異譚~ルーベの恐慌~
ガイネベリアの審問官、ルーベは目の前の隻眼隻腕の男とその後ろに立つこれまた奇妙な男を交互に見て、深いため息をついた。傍から見れば、なにかに呆れたようなその素振りは、見た者の神経をひどく逆撫でするものだ。無論、それはわざとのことであり、ルーベがこうした事情聴取を行う際によく使っている常套手段だった。少し気が強い相手であれば、こうして挑発した後に下手にでれば、ぽろっと口を滑らせることがあるのだ。
ルーベはため息をついた後に、一瞬だけ視線を二人に向ける。だが、その際に確認できた二人の様子は、ルーベの期待を裏切るものだった。長年、こうした尋問に携わっていたルーベの目が、二人の心には何の波風も立っていないことを見抜く。
「……で、もう一回聞くが、本当にあんたらが”這う野狼団”団長のグラズを殺ったっていうんだな?」
「はい、その通りです。街で声を掛けられ、ついていったところ、その”グラズ”とやらと他のならず者たちに囲まれたため、やむ負えず応戦をしました」
ルーベの質問に答えたのは、後ろに控えている方の男だった。確かキールと名乗っているその男は、先ほどから肩に赤い鱗を持つ小竜を乗せて微動だにせず佇んでいる。
ルーベがキールに目を向けると、それを迎え撃つように小竜と目が合った。
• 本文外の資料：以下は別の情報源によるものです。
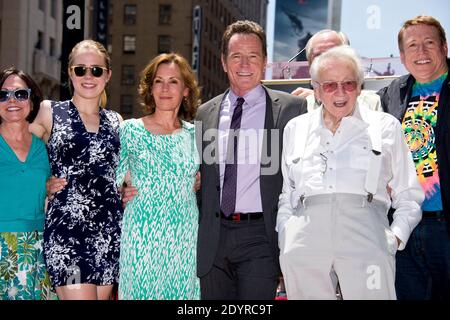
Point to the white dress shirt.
(338, 164)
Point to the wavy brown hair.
(189, 105)
(36, 96)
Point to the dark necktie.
(228, 204)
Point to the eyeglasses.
(331, 86)
(96, 71)
(18, 94)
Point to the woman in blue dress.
(82, 226)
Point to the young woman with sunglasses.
(82, 227)
(24, 168)
(344, 166)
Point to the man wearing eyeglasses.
(421, 102)
(337, 163)
(320, 42)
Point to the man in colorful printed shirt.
(421, 101)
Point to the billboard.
(295, 22)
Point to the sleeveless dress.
(83, 221)
(159, 234)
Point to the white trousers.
(338, 238)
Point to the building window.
(164, 44)
(41, 5)
(40, 41)
(52, 50)
(126, 104)
(165, 13)
(53, 6)
(129, 14)
(128, 75)
(129, 44)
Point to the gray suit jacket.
(280, 108)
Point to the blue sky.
(372, 25)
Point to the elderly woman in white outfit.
(343, 167)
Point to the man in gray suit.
(241, 134)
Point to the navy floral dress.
(83, 221)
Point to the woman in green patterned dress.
(24, 169)
(159, 232)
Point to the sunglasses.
(332, 86)
(18, 94)
(96, 71)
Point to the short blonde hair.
(95, 46)
(421, 20)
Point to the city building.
(31, 37)
(141, 29)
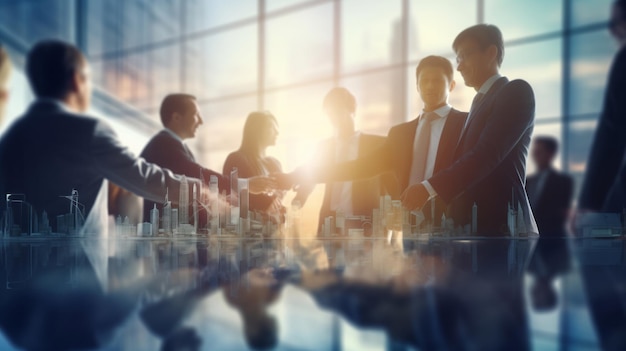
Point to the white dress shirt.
(341, 195)
(483, 90)
(436, 129)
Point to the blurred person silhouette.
(604, 185)
(5, 73)
(260, 131)
(550, 260)
(181, 117)
(252, 300)
(549, 191)
(352, 197)
(415, 150)
(56, 147)
(490, 155)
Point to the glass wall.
(283, 55)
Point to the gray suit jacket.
(49, 151)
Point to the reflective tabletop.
(312, 294)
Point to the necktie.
(189, 152)
(421, 145)
(473, 108)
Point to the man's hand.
(261, 184)
(414, 197)
(285, 181)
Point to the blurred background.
(237, 56)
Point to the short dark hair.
(435, 61)
(174, 103)
(549, 142)
(340, 96)
(51, 66)
(485, 35)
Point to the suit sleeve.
(173, 156)
(511, 117)
(607, 151)
(120, 166)
(568, 190)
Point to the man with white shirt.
(490, 165)
(415, 150)
(549, 191)
(181, 117)
(56, 148)
(349, 197)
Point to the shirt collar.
(489, 83)
(443, 111)
(60, 104)
(173, 134)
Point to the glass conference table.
(312, 294)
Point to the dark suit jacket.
(258, 202)
(552, 206)
(365, 192)
(490, 169)
(169, 152)
(396, 155)
(50, 151)
(604, 187)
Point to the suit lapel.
(407, 151)
(449, 138)
(476, 111)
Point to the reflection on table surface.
(297, 294)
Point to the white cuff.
(431, 191)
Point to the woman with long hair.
(259, 132)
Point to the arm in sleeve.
(512, 115)
(119, 165)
理性がない獣のはずにも拘らず、そこに知性の光を垣間見たように感じたルーベは、思わずすぐに目を逸らしてしまう。
『いかん、いかんぞ、ルーベ。相手が奇抜だからといって呑まれるな。ここは審問室、ここはお前の独壇場だ』
「やむ負えず応戦、というがな、現場を確認した騎士たちが言うには、そういった状況ではなかったようだぞ?」
ルーベは手元にある紙束を捲りながらそう言うと、これ見よがしにその紙束を机の上に広げる。
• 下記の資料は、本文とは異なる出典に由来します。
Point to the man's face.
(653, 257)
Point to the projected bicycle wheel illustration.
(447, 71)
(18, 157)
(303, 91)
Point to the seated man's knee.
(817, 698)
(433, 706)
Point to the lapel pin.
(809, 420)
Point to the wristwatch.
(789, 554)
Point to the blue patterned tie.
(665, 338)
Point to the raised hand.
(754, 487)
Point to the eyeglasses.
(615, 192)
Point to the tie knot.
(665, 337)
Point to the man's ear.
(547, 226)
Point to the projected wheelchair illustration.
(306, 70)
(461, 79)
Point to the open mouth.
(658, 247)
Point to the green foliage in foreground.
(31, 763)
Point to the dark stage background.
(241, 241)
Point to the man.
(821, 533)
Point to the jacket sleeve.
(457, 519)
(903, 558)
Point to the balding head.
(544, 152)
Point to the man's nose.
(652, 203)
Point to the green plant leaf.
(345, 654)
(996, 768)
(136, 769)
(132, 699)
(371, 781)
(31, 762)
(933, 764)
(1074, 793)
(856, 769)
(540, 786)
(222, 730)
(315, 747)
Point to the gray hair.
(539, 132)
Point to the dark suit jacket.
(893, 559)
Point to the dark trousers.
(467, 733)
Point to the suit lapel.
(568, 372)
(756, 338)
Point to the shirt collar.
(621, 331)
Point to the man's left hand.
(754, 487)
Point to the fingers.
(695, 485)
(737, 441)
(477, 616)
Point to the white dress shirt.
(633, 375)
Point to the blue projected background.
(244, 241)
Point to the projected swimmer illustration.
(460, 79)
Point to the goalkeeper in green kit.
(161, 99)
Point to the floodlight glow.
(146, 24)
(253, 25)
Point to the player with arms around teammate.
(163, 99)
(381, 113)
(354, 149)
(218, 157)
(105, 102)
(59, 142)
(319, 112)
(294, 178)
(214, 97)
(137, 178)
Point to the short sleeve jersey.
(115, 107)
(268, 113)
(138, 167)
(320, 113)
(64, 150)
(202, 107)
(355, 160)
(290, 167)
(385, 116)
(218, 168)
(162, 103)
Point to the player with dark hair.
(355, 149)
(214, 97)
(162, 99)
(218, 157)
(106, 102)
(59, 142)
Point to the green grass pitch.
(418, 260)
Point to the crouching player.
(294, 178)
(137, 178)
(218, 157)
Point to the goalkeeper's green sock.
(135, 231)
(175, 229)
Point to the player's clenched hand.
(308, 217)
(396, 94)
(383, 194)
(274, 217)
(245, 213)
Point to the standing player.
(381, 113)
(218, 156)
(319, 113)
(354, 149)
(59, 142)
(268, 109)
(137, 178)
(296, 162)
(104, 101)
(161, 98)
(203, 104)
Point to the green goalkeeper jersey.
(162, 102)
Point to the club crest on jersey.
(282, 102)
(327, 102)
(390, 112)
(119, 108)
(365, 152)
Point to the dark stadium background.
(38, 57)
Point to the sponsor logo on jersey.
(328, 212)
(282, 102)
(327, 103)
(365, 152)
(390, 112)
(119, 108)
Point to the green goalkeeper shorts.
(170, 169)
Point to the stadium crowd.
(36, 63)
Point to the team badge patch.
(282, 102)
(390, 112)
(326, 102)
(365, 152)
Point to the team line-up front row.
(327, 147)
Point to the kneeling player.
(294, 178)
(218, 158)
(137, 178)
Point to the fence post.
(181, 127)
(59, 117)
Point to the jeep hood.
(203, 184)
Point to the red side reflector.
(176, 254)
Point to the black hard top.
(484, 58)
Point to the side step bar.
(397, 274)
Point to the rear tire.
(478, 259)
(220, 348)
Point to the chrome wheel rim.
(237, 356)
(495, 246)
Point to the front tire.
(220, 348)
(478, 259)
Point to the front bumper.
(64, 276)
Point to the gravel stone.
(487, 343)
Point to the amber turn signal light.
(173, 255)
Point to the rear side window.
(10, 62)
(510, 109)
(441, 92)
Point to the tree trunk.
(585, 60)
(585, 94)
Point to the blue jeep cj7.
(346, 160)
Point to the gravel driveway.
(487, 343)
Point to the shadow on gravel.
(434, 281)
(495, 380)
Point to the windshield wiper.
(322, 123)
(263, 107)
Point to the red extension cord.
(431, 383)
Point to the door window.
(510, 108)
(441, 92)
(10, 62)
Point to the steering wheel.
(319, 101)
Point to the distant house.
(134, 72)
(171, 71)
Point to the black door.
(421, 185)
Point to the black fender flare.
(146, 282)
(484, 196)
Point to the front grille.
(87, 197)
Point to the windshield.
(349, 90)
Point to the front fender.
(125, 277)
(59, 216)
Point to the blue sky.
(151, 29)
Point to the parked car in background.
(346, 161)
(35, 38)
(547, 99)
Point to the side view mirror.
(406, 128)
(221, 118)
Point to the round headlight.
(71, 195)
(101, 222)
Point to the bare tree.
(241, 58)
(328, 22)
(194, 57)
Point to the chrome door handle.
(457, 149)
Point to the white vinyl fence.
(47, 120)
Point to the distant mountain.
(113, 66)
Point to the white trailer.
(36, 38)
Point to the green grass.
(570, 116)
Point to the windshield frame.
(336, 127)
「現場の死体は十一体。どれも”這う野狼団”の団員たちのようだが、妙なことにこいつらの死因は様々でな」
そう言うと、ルーベは机に広げた紙束の中から一枚をつまみ上げた。
「例えばここに書かれた内容だが……剣で斬られたような斬首体に、長槍と思われる武器に心臓を一突きにされた死体、さらには矢で頭部を射抜かれた死体に、喉元を噛み千切られたような跡があるのもいたようだ。これをあんたらだけでやったと?」
「……はい。武器を持っていたことが幸いでした」
「そんなわけないだろう!!」
キールの返事にかぶせるように、ルーベは机を殴りつけた。部屋の中に、ルーベの怒鳴り声と打撃音が反響する。拳の痺れに耐えながらルーベは男とキールを睨みつけるが、やはり二人の表情は先ほどと変わらない。というより、ルーベから見ても二人の神経の図太さは異常だった。こうした密室に閉じ込められれば、たとえ負い目が全くなくとも多少不安な気持ちになるのが人間というものだ。
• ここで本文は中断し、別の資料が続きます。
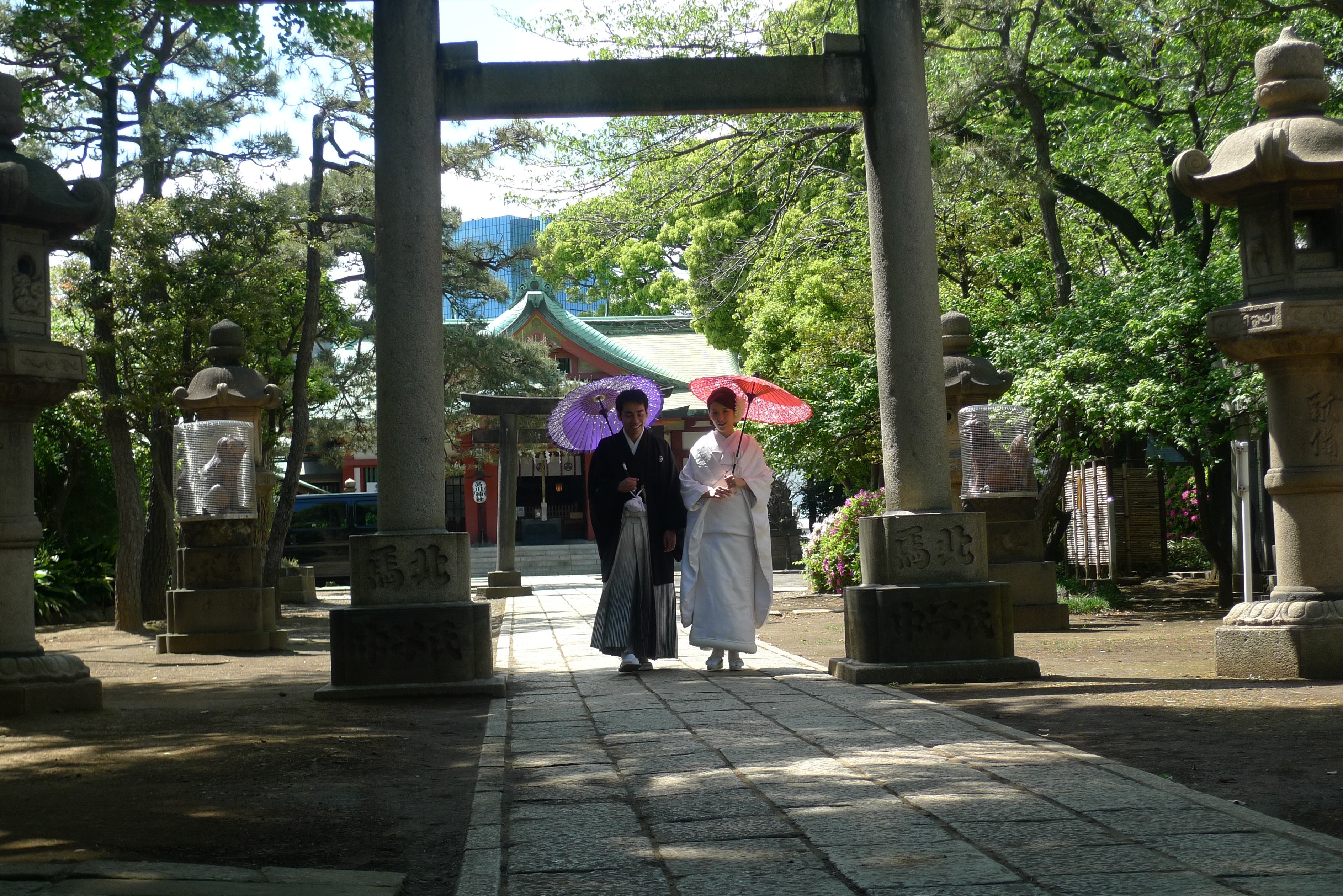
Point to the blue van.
(319, 535)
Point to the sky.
(500, 41)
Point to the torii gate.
(880, 73)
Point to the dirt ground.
(228, 761)
(1141, 687)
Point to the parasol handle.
(601, 405)
(742, 434)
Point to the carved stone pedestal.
(412, 628)
(504, 583)
(46, 682)
(1017, 557)
(221, 606)
(1282, 172)
(1282, 640)
(926, 609)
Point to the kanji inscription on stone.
(1321, 407)
(954, 546)
(429, 566)
(383, 571)
(911, 553)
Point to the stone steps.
(542, 559)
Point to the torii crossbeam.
(879, 73)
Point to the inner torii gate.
(879, 73)
(919, 547)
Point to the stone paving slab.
(781, 780)
(101, 878)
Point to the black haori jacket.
(654, 466)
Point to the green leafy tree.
(108, 81)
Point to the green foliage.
(1085, 272)
(830, 558)
(77, 510)
(1130, 354)
(205, 254)
(1188, 554)
(73, 580)
(1098, 598)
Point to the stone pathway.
(176, 879)
(782, 781)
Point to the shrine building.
(665, 350)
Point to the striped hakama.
(635, 614)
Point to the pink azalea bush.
(830, 557)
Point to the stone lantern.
(219, 602)
(1286, 178)
(36, 207)
(970, 381)
(1016, 535)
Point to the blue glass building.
(504, 236)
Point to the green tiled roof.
(589, 338)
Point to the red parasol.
(766, 402)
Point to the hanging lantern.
(214, 471)
(997, 454)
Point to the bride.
(727, 582)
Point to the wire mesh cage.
(214, 468)
(997, 456)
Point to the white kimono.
(727, 578)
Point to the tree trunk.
(303, 362)
(1215, 519)
(126, 479)
(160, 534)
(1045, 195)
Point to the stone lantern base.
(1282, 640)
(1017, 557)
(221, 606)
(927, 612)
(45, 683)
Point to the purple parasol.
(588, 414)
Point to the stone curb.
(151, 876)
(1138, 775)
(484, 855)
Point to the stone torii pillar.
(920, 561)
(412, 628)
(1286, 176)
(36, 373)
(505, 581)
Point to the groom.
(637, 618)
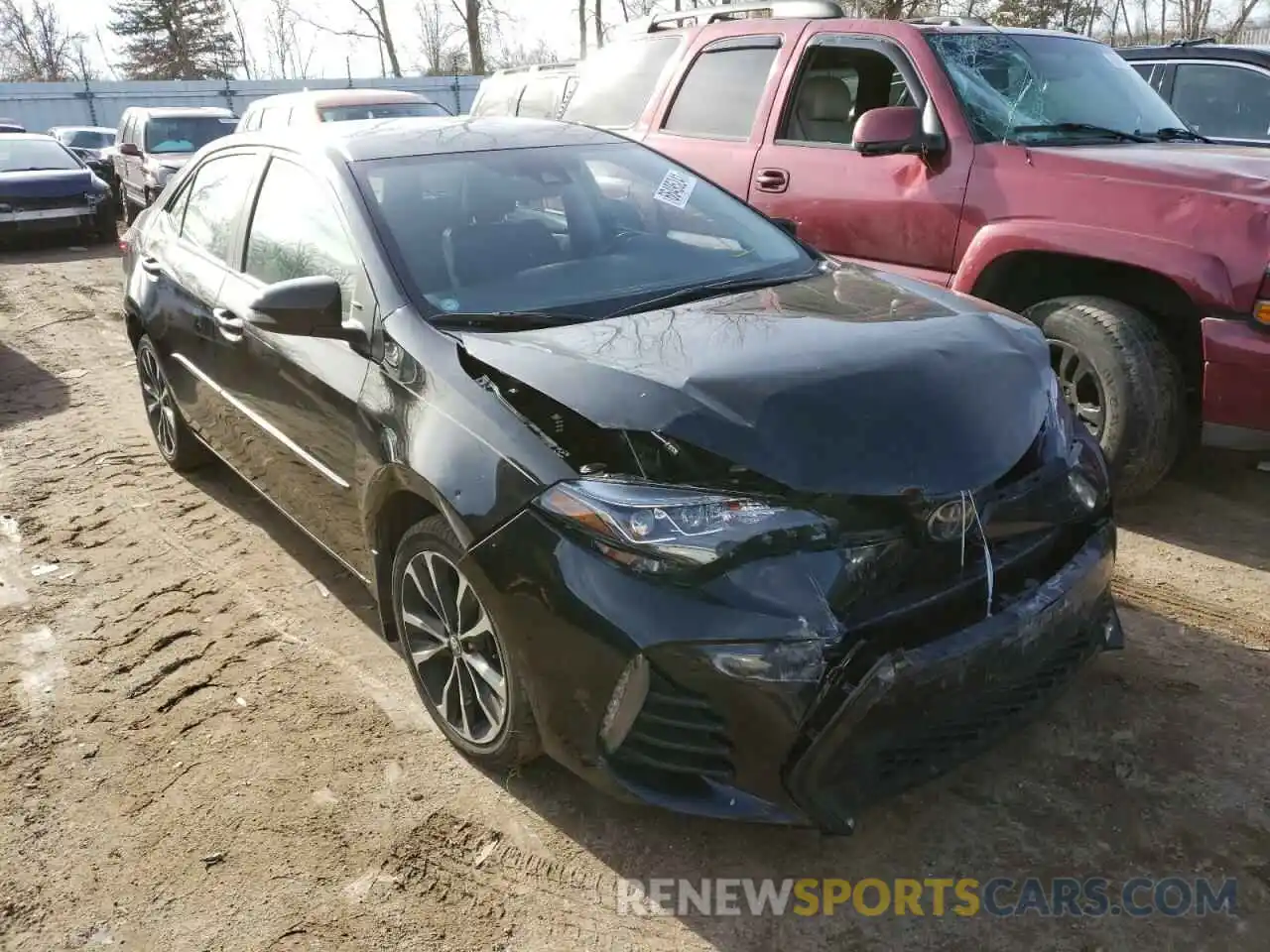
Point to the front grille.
(925, 730)
(677, 740)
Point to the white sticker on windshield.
(676, 189)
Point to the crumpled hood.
(1229, 171)
(855, 382)
(46, 182)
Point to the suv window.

だが、この二人は違う。百歩譲って隻腕の男の方はまだいい。こいつのような、飄々とした、だがどこかでこちらを見下すような顔をするものは時折いる。そういう奴はたいてい世間を知らないか、どうせ何もお咎めなく解放されると思っている勘違い野郎なのだが、それはこの際置いておこう。
だが、その後ろに立つキールという男は、ルーベの目にはすでに人間に見えていなかった。このキールは、間違いなくルーベがこの部屋に入ってからの二時間もの間、一度も表情を動かしていないと思われた。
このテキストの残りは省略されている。